Resurrection Is Present, Not Postponed - How God Restores Us: Lessons from the Resurrection
Resurrection Is Present, Not Postponed
“Jesus told her, ‘I am the resurrection and the life. Anyone who believes in me will live, even after dying. Everyone who lives in me and believes in me will never ever die. Do you believe this, Martha?’” (John 11:25–26, NLT)
“For our dying bodies must be transformed into bodies that will never die; our mortal bodies must be transformed into immortal bodies.” (1 Corinthians 15:53, NLT)
Many of us first encounter resurrection language at funerals. We gather in rooms filled with flowers and grief, searching for meaning or at least words that will help. Often those words drift quickly toward a future hope meant to ease present pain. While the hope of being with the Lord on the other side of death is real, the resurrection hope proclaimed by Jesus is far more lasting. It does not postpone eternal life to a future time. It announces life now.

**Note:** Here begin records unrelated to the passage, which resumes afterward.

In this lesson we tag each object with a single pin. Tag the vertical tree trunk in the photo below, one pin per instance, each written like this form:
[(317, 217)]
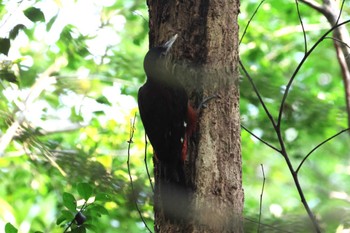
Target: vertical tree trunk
[(207, 49)]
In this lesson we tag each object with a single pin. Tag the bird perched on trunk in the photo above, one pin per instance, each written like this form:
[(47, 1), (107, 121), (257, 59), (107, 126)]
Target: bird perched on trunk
[(168, 120)]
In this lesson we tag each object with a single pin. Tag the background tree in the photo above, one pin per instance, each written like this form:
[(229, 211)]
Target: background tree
[(82, 118)]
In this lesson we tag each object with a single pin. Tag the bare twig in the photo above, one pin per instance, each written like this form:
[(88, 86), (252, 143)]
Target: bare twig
[(261, 196), (286, 92), (146, 164), (130, 141), (260, 139), (302, 26), (258, 94), (318, 146)]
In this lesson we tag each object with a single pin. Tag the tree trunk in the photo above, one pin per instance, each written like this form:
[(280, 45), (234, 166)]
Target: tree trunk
[(206, 54)]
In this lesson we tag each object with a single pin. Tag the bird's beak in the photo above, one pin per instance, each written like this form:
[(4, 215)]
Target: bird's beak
[(167, 45)]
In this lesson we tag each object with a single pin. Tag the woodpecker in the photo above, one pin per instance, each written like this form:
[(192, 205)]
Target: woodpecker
[(168, 119)]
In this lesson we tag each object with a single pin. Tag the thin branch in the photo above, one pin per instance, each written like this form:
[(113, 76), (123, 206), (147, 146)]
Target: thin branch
[(261, 140), (340, 12), (130, 141), (258, 94), (250, 20), (315, 5), (286, 92), (147, 170), (268, 226), (302, 26), (318, 146), (337, 40), (261, 196)]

When Jesus stood before Martha after the death of her brother Lazarus, he met her in her grief. She didn’t pretend or try to hide her disappointment. She told Jesus plainly that if he had come sooner, things might have turned out differently. Jesus didn’t correct her or rush past her sorrow. Instead, he offered her a stunning revelation: “I am, right now, Resurrection and Life.”
Martha believed in a future resurrection at the end of time, but Jesus invited her to see that the future had already arrived in him. Resurrection life had come to her world of death. In Jesus, God’s restoring power had moved into the neighborhood.
This matters because grief often narrows our vision. Loss convinces us that life is fragile and easily undone, which is true. Jesus doesn’t deny death’s pain, but he refuses to let death define reality. He calls Martha (and all of us) to live in the tension of grief and trust. Faith in Jesus as the Resurrection and the Life, doesn’t eliminate our sorrow. We still shed tears of grief when we say goodbye to someone we love.
To believe in Jesus as the Resurrection and Life is to live as people who carry hope into places which can easily be dominated by fear. Resurrection life shows up not only in miracles but in faithful presence.